What links Paul Verhoeven’s convent romp to the Sopranos?

From Benedetta to Showgirls – via Christopher Walken in A View to a Kill – we shimmy down the rabbit hole with the controversial film-maker
  
  

A composite picture of Paul Verhoeven, Sharon Stone, Joe Eszterhas, Christopher Walken, Grace Jones, a still from Starship Troopers and some tiramisu

Dutch master

As Easter approaches, let us turn to 83-year-old Dutch cinematic provocateur Paul Verhoeven for spiritual guidance. In 2008 he published Jesus of Nazareth, a historical study of the journeyman carpenter. Now, continuing his recent vein of European arthouse served with a dollop of pulp trash, comes Benedetta (in cinemas from Friday), a salacious story of lesbian nuns in a 17th-century Tuscan convent. Charlotte Rampling and Virginie Efira star.

Riff it up and start again

The score for Benedetta comes from English composer Anne Dudley. The polymath musician was also a member of avant-pop band the Art of Noise, alongside producer Trevor Horn and journalist Paul Morley. In the full pomp of his 1980s new pop label ZTT, Horn produced Grace Jones’s 1985 album Slave to the Rhythm.

Severance plan

Jones also had time in 1985 to pull up to the final Roger Moore Bond as May Day in A View to a Kill, with Christopher Walken playing dastardly industrialist Max Zorin. More recently, Walken can be seen in the “impressively idiosyncratic” workplace dystopia drama Severance (Apple TV+).

All in the family

Also in Severance is John Turturro. Walken’s wife, Georgianne, meanwhile, was a casting director and worked on The Sopranos, which never featured Turturro but did include his cousin Aida as Tony’s (played by James Gandolfini) sister Janice. Gandolfini was in the musical Romance & Cigarettes, directed by John, though directing isn’t his forte. Time hasn’t been kind to his Fading Gigolo, in which he also played a male sex worker, with Woody Allen his pimp and Sharon Stone his client.
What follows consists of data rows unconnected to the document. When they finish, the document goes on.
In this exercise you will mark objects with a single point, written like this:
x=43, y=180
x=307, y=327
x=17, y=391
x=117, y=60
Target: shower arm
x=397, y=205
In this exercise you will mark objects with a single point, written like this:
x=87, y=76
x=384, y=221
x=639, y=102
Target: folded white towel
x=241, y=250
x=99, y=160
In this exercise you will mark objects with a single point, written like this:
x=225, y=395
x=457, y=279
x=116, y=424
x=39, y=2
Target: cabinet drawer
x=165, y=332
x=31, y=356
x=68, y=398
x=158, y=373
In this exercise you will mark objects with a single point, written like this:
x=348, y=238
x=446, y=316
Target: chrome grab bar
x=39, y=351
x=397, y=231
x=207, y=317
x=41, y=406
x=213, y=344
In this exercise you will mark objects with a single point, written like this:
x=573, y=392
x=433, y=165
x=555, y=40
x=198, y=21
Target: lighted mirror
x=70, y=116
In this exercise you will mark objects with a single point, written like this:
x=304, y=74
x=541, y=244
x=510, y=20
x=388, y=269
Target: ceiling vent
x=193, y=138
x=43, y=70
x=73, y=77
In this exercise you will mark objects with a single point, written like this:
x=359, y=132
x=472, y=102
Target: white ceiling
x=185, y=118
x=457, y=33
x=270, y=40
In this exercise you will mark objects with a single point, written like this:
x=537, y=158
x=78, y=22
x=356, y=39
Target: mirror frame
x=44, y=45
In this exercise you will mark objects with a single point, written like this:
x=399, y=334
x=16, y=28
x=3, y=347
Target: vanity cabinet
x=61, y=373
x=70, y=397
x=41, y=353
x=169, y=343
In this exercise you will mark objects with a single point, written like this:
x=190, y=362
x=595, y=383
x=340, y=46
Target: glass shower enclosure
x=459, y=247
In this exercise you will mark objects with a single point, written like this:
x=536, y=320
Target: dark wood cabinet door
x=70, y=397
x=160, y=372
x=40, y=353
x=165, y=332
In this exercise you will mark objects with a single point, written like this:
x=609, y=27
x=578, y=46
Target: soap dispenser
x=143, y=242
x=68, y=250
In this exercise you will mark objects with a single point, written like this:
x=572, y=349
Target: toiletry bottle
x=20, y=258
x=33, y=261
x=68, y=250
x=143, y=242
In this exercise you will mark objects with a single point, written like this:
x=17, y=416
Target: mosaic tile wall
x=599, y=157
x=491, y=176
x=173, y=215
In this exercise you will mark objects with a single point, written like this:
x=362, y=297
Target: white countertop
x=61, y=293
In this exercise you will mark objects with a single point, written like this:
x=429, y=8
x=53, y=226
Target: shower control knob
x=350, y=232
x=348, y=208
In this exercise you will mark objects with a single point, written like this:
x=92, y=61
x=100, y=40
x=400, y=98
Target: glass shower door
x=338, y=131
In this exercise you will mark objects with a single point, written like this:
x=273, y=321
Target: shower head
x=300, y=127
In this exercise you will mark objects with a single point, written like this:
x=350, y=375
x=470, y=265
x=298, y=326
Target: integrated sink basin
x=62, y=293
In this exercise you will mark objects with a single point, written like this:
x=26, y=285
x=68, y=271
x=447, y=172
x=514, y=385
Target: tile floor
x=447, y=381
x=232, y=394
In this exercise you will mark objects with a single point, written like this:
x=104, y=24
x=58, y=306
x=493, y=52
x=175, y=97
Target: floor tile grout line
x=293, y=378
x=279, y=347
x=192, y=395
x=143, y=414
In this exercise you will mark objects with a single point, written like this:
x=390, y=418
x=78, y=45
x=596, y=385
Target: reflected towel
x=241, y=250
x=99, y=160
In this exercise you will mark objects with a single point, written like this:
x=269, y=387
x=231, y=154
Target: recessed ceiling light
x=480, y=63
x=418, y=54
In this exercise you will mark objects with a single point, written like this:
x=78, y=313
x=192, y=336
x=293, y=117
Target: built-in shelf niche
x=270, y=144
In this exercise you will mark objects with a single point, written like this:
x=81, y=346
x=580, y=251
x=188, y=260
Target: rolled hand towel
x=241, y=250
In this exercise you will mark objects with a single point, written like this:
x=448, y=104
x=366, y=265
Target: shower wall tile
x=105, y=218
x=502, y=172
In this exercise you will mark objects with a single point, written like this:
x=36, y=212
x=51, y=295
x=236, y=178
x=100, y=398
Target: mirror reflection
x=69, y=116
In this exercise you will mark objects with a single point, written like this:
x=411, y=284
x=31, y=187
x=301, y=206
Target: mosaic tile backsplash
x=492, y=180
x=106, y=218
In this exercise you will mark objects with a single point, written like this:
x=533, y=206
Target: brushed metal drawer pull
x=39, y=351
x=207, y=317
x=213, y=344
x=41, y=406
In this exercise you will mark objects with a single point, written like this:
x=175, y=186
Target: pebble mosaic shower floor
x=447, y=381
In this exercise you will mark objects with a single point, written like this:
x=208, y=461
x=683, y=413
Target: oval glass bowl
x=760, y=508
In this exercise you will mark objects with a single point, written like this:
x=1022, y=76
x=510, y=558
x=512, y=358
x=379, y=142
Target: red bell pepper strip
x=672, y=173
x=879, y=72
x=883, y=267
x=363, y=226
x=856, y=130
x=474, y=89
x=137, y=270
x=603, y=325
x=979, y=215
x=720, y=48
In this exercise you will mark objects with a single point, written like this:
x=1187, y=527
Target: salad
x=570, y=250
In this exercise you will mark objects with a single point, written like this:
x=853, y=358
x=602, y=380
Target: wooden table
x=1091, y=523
A museum piece.

The book of Joe

At the height of Verhoeven’s run of Hollywood flicks with an arthouse inflection, Stone was in the brilliant Total Recall, and stole the show in peak erotic thriller Basic Instinct. Notorious screenwriter Joe Eszterhas was behind that and Verhoeven’s follow-up flop Showgirls. Like Verhoeven, Eszterhas dabbles in religion, having written a book about finding Christianity, and a troubled account of working for Mel Gibson in Heaven and Mel. Helluva title.

Pairing notes

Watch Reviled then revered is a trademark of Verhoeven’s films. His 1997 totalitarianism satire Starship Troopers grows in stature, while the 2019 documentary You Don’t Nomi examines the lingering power of Showgirls.

Eat You don’t need to get thee to a nunnery to savour the flavours of Tuscany – recent London favourite Brutto recreates the tastes of Florence with devotion. The tiramisu is heavenly.